For both procedures, before starting the experiments, participants were informed that all the targets would appear on the right side of the screen to shift their attention away from the left side of the screen. During the test, all the potential targets on the left side were hidden in order to keep the attention focused on the right side. Moreover, 1/4th of the potential targets on the right-hand side of the screen were also hidden in a random fashion. The right-hand side targets were hidden, because we expect differences in the EEG corresponding to the right and left-hand side hidden targets due to only the attention shift to the right-hand side of the screen, not due to the presence of targets on the right-hand side.

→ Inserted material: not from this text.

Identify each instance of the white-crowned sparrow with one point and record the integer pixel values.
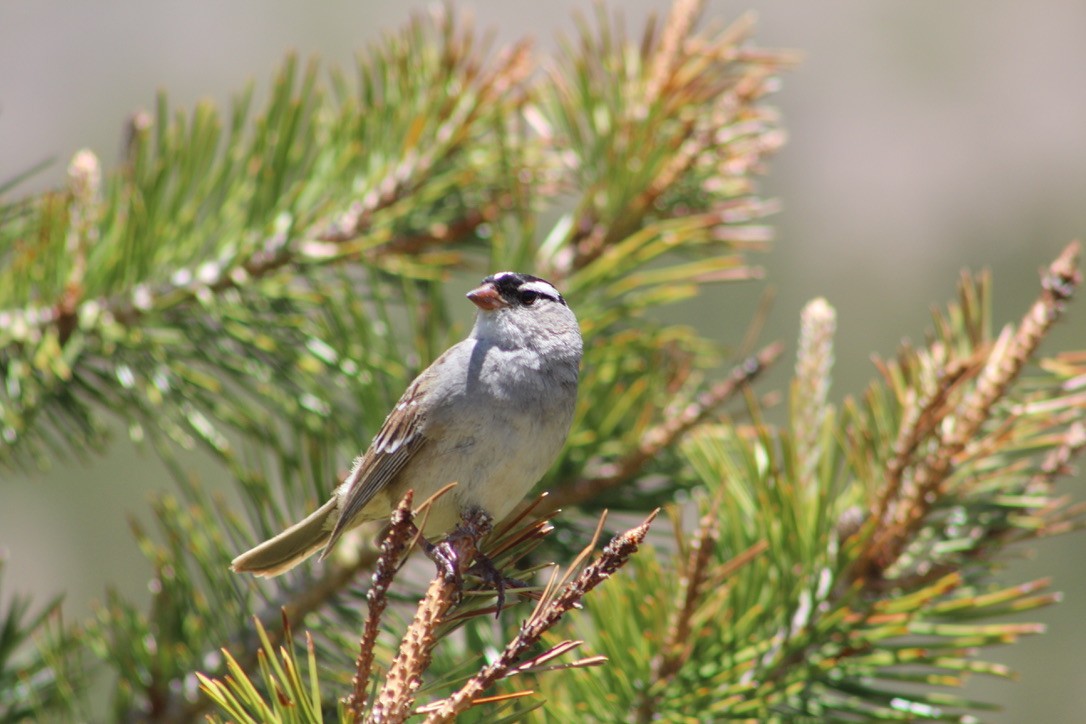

Procedures differ in the fixation point that the participant should focus on during the experiment. In the first procedure, participants were asked to fix their gaze on the center of the screen. Since SN patients orient their body towards the ipsilesional side by approximately 5° (Ferber and Karnath, 1999), we took this into consideration when simulating SN in the second procedure by defining the fixation point as the center of the right part of the screen. That leaded to shifting the gaze of each participant by around 4°, representing ¼ of the visual field that the screen covers. The two proposed procedures were conducted to examine the effect of shifting gaze to the right side of the screen on attention and information processing.
In addition to studying attention differences with these two procedures, our other aim is to design an EEG-based classifier to differentiate EEG responses due to shown and hidden targets. Therefore, these two simulation procedures yielded preliminary results to predict the feasibility of the test described in Section 3.1 to identify SN.
3.3. Data acquisition
One major concern when designing the proposed SN assessment test was minimizing the test time as much as possible considering the fact that the test is intended to be used with stroke patients who might be in hospitals in an early recovery phase. One way to reduce the test time is to reduce the system setup complexity by reducing the number of electrodes placed on the scalp. Therefore, we chose 17 main electrodes placed according to the 10-10 system over frontal, central, parietal and occipital lobes at positions p1, Fp2, F3, F4, Fz, Fc1, Fc2, Cz, P1, P2, C1, C2, Cp3, Cp4, P5, P6 and Oz. Left mastoid was used as a reference for the measured EEG signals. The g. USBamp, which is a biosignal amplifier was used in this study. It included 16 24-bit simultaneously sampled channels with an internal digital signal filtering and processing unit and sampling rate up to 38.4 kHz. As the data was collected using 17 electrodes, a slave amplifier was used to record the signal of the Oz electrode. The data were digitized with a sampling rate of 256 samples/sec and filtered by the amplifier’s 8th order bandpass filter with corner frequencies 2, 62 Hz in addition to 4th order notch filters with corner frequencies 58, 62 Hz. Processed data were transferred from the amplifiers to the laptop via USB 2.0.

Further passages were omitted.